The broad, sweeping motions used with the Kinect and similar technologies would likely not be suited for anything requiring subtle motions such as typing or any long-term activity that can tire your arms if you keep them raised too long. "The keyboard and mouse is much better for long-term, fine-grained work," says M.I.T. Media Lab computer scientist Aaron Zinman, who worked on the Depthjs hack of Kinect to surf the Web. The Kinect also needs a lot of space, requiring that users stand about two to 2.5 meters away from screens, Isbister notes, which could also lead to privacy issues at the office.

"It is best not to think about traditional typing and mouse applications being directly controlled by the Kinect, but rather to think of new possibilities for which the keyboard and mouse were not well suited," Zinman adds. "When we think of group collaboration or pulling in real-time physical world objects into a digital setting—architectural models—these are examples where we want digital tools to aid us that go beyond a single person sitting at a computer."

In the office one might imagine using gestures to sort and rummage through mountains of files "like you would organize work spaces in your house," Isbister says. "It could prove useful for all those endless tabs you have in Web browsers, or how you can have lots of windows on your screen that are very confusing and make you lose your sense of place in the space you are arranging for yourself." These systems could also work together with methods for visualizing data to help users hunt through arcane databases for vital details or interesting trends.

The gesture-technology frontier
The office is not the only place where the Kinect and related technologies might go. At CES, Oslo-based Elliptic Labs debuted a Kinect-like touchless interface for iPads and other tablet computers that uses ultrasound to scan people's movements, whereas a gesture-based way to remote control televisions came out from Brussels-based joint venture Softkinetic–Optrima partnered with Rotterdam-based Metrological Media Innovations.

Microsoft's Kipman says the company's focus with the Kinect is on games and entertainment. Still, "it's easy to imagine the many ways Kinect could be used," he notes. "Microsoft has deep investments in natural user interface.
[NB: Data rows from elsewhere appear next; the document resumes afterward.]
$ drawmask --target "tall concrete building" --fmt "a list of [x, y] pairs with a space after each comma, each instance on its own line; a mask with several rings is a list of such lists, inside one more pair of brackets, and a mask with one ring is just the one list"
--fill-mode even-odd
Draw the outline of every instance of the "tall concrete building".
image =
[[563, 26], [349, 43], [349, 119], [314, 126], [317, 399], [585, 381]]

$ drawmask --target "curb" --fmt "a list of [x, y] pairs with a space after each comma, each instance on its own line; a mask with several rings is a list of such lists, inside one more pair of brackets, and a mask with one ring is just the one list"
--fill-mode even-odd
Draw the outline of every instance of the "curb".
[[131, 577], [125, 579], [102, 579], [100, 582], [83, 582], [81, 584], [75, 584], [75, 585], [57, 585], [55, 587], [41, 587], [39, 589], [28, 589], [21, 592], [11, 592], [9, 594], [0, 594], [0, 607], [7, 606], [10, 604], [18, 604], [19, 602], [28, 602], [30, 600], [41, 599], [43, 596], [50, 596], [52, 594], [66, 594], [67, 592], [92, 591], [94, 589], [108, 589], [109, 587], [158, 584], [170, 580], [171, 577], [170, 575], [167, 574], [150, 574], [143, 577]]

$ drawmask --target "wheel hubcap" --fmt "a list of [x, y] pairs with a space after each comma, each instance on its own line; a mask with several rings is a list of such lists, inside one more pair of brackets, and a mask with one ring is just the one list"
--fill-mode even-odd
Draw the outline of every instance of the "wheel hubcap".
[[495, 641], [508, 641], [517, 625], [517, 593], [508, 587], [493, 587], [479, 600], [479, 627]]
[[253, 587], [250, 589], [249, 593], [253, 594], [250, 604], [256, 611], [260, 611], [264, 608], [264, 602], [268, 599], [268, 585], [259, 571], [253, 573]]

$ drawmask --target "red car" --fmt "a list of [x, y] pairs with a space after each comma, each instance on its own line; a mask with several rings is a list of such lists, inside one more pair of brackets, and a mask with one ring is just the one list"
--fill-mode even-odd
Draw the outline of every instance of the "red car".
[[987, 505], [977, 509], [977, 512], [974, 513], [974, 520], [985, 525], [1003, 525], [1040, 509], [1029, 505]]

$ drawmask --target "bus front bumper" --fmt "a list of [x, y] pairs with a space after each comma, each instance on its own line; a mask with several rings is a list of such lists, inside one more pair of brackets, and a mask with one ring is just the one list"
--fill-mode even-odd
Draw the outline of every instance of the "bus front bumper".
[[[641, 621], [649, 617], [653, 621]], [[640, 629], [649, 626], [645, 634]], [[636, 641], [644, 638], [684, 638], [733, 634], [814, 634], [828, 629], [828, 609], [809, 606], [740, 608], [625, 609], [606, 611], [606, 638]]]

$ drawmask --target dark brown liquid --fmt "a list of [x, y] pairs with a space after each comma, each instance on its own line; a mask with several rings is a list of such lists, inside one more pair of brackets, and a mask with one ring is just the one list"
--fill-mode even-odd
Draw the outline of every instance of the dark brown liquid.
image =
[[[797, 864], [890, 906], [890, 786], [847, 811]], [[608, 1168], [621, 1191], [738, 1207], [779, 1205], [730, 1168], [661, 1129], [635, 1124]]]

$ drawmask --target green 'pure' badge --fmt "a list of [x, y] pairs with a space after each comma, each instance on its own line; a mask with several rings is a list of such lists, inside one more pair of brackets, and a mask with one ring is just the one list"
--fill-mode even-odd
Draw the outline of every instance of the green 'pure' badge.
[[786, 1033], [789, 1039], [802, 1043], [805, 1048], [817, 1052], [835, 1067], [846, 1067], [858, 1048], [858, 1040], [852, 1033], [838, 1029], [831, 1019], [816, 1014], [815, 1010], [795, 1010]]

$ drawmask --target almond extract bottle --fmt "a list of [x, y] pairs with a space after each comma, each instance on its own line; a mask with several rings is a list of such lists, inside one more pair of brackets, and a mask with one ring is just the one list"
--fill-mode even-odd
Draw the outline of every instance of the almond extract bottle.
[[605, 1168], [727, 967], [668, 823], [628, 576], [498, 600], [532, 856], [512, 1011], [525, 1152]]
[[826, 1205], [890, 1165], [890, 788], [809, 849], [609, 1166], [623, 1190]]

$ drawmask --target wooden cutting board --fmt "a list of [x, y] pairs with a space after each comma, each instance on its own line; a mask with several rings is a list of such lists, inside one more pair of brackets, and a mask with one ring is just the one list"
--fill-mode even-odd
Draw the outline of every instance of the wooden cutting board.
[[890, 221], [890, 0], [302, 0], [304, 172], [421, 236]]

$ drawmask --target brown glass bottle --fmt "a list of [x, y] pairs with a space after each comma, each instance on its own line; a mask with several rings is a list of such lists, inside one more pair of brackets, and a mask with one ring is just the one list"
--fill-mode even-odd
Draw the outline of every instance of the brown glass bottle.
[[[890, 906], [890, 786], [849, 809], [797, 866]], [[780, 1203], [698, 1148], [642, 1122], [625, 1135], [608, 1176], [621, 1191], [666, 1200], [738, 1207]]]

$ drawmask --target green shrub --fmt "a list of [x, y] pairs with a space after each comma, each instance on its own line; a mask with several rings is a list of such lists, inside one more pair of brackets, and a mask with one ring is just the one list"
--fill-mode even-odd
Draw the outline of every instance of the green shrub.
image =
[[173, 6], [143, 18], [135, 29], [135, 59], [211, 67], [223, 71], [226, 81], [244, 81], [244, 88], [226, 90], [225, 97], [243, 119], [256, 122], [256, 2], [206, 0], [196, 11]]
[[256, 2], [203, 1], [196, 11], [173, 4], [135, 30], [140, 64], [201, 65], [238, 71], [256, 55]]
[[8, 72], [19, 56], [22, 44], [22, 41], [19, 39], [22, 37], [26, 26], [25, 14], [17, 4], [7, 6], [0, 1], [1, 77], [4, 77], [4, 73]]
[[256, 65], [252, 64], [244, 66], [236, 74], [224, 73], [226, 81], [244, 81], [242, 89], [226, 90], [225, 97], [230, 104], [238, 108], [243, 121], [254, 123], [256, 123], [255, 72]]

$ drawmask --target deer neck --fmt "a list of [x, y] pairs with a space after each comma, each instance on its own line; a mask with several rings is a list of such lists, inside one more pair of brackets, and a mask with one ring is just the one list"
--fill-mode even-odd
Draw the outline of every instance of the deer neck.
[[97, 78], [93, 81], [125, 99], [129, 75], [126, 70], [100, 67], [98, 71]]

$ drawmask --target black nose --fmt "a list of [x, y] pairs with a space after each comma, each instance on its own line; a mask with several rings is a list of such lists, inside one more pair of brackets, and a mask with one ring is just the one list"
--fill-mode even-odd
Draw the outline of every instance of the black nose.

It is part of the company's long-term strategy."

If gestures do become a regular part of everyday computing, "it's hard to anticipate what the secondary effects might be until after you see this technology deploy to a million or more people," Isbister says. "When people first started talking on their phones through headsets and earpieces, it looked like you saw all these people talking to themselves. It could be with gesture technology, the guy flailing around on the street is just talking on his cell phone."